The New York Times newspaper has published details of a memo in which Mr Bush's national security adviser, Stephen Hadley, raised doubts about Mr Maliki's ability to control sectarian violence.

According to the Times, the 8 November memo said that while Mr Maliki's intentions seemed good, his capabilities were "not yet sufficient to turn his good intentions into actions".

The Amman summit follows one of the bloodiest weeks in Iraq since the American-led invasion in 2003.

In protest against the planned meeting, the Iraqi political group loyal to Shia cleric Moqtada Sadr suspended its participation in the government.

The group, which has 30 MPs and a handful of ministers, said the meeting was a provocation to the Iraqi people.

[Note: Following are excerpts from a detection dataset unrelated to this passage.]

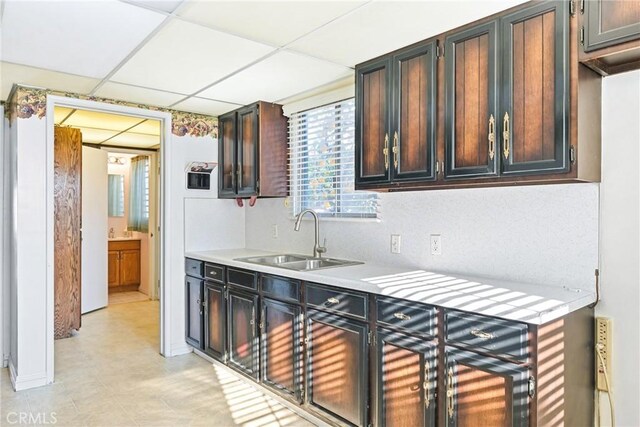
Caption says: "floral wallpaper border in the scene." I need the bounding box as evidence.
[7,86,218,139]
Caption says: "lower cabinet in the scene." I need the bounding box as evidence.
[260,298,303,402]
[376,328,438,427]
[307,310,368,426]
[445,347,529,427]
[204,281,227,361]
[228,289,259,379]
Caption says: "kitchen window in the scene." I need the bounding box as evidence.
[289,98,378,218]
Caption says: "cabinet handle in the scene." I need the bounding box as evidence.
[502,113,511,159]
[382,133,389,171]
[447,366,454,418]
[393,312,411,320]
[489,114,496,160]
[422,359,431,408]
[393,131,398,170]
[324,297,340,306]
[469,328,496,340]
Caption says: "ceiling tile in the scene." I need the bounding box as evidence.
[95,82,186,107]
[112,20,273,94]
[2,0,165,78]
[178,1,365,46]
[288,0,524,66]
[198,51,353,104]
[64,110,142,132]
[171,96,243,116]
[0,62,100,99]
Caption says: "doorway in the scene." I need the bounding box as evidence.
[47,96,171,382]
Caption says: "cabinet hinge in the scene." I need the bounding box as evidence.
[527,377,536,397]
[569,145,576,163]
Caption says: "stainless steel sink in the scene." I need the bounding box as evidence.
[236,254,363,271]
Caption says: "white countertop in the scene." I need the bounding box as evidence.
[185,249,596,325]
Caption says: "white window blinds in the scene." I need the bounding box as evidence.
[289,98,378,218]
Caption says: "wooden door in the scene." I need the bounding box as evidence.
[185,277,204,349]
[444,21,500,179]
[584,0,640,52]
[307,310,369,426]
[442,347,528,427]
[218,111,236,197]
[376,328,438,427]
[53,126,82,339]
[120,249,140,286]
[390,41,436,181]
[355,58,392,188]
[496,1,570,175]
[236,104,258,196]
[261,298,302,401]
[228,290,259,379]
[204,281,227,360]
[108,251,120,288]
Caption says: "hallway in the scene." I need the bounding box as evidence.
[0,301,311,427]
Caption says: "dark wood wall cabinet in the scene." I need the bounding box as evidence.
[355,0,600,191]
[579,0,640,76]
[218,101,288,198]
[185,259,594,427]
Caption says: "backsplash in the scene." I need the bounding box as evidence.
[245,184,599,289]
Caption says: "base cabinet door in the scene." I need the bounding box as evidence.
[204,281,227,361]
[376,328,437,427]
[261,298,302,402]
[185,276,204,349]
[441,347,528,427]
[307,310,369,426]
[228,290,259,379]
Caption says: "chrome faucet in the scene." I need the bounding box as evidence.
[293,209,327,258]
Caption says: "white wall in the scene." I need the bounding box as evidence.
[596,71,640,426]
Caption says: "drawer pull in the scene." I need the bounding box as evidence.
[470,328,496,340]
[393,312,411,320]
[324,297,340,306]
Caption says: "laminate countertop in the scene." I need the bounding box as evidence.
[185,248,596,325]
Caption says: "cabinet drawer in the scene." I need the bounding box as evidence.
[445,311,528,361]
[307,283,367,319]
[262,274,300,302]
[376,297,436,336]
[184,258,204,277]
[204,264,224,283]
[227,267,258,289]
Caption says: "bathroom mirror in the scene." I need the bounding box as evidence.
[108,174,124,216]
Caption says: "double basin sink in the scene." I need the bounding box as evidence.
[236,254,363,271]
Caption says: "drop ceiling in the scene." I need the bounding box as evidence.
[53,107,160,149]
[0,0,523,116]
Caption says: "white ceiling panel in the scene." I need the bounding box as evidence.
[288,0,524,66]
[0,61,100,99]
[2,0,165,78]
[171,96,243,116]
[178,1,365,46]
[198,51,353,104]
[94,82,186,107]
[112,20,273,94]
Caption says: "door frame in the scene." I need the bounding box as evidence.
[45,95,172,383]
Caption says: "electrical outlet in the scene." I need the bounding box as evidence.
[595,317,613,391]
[391,234,401,254]
[429,234,442,255]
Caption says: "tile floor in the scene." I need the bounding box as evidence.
[0,301,312,427]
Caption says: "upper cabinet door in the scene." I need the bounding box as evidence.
[496,1,569,175]
[218,112,236,197]
[236,104,258,196]
[389,42,436,180]
[355,58,391,185]
[445,21,499,178]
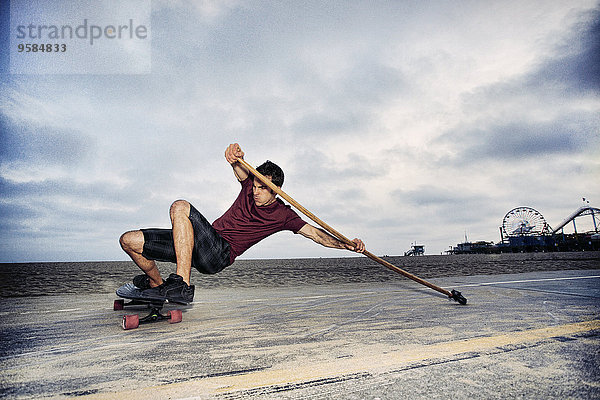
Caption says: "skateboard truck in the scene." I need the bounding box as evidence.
[450,290,467,306]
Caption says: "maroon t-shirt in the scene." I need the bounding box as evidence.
[212,175,306,263]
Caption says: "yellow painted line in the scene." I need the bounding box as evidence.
[81,320,600,400]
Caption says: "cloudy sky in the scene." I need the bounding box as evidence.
[0,0,600,262]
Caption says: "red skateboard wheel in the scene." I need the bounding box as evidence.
[123,314,140,330]
[169,310,183,324]
[113,299,125,311]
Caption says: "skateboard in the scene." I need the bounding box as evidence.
[113,283,185,330]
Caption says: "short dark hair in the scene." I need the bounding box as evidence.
[256,160,283,187]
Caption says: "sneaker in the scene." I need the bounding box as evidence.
[133,274,151,290]
[141,274,195,304]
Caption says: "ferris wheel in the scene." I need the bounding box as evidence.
[502,207,550,236]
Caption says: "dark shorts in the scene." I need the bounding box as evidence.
[141,204,230,274]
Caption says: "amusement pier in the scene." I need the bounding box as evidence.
[446,205,600,254]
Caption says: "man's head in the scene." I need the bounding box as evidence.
[252,161,283,206]
[256,160,283,187]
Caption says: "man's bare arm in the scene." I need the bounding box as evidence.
[298,224,365,253]
[225,143,249,182]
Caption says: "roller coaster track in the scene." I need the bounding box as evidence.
[552,206,600,234]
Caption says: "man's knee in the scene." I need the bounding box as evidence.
[119,231,144,253]
[169,200,190,218]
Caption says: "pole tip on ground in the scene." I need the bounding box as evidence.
[450,290,467,306]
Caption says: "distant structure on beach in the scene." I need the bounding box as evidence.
[404,242,425,256]
[446,205,600,254]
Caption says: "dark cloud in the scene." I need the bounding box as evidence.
[437,11,600,164]
[439,112,598,163]
[544,8,600,94]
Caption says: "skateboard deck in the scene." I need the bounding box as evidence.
[113,283,182,330]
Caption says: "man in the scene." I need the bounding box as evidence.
[120,143,365,303]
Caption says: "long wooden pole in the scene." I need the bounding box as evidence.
[237,158,466,304]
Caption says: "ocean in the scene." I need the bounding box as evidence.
[0,252,600,297]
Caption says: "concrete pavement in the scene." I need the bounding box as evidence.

The group had been making the threat for some days and had called for Mr Maliki to call off the Jordan meeting.

President Bush, who arrived from the Nato summit in Latvia, is expected to give public support to Mr Maliki, but privately will be renewing pressure on him to take action against Shia militias, our correspondent says.

When the two leaders do meet, they will also discuss moves to transfer more responsibility to Iraq's security forces.

Meanwhile Iraqi President Jalal Talabani, who has been holding talks with Iranian leaders in Tehran, has urged Iran to back the elected Iraqi government, not Shia militia groups.

'Whirlpool of violence'

Jordan's King Abdullah met Mr Maliki shortly after the Iraqi prime minister's arrival. He told him that "national reconciliation among all the Iraqi factions" was the only solution to the crisis in Iraq, a statement from the Royal Palace said.

On Tuesday, King Abdullah told the BBC Arabic Service he was very concerned about increasing violence in Iraq.

"We [urge] our brothers in Iraq, the Iraqi political and religious leadership - be they Shia or Sunni - to realise the seriousness of the situation and not to allow any conspiracy to pass aimed at dividing or destroying Iraq in a whirlpool of violence and chaos," he said.

White House spokesman Dan Bartlett said the decision to delay talks between Mr Bush and Mr Maliki was "absolutely not" linked to the leaked memo.

Earllier, White House spokesman Tony Snow, travelling with Mr Bush, said the chief aim of the memo was "to support Maliki and enhance his capabilities".

Mr Bush is facing growing political pressure over the lack of progress in Iraq and the rising tide of violence, says the BBC's Jonathan Beale in Washington.

Even the White House acknowledges the violence has reached a new phase, though it still dismisses talk of a civil war, he says.

Mr Bush is also under pressure to redouble US efforts to resolve the Israeli-Palestinian conflict, our correspondent says, and will be told by King Abdullah that it is the most pressing crisis in the region.

Even Washington's strongest Arab allies are showing signs of frustration at US policies in the Middle East, he adds.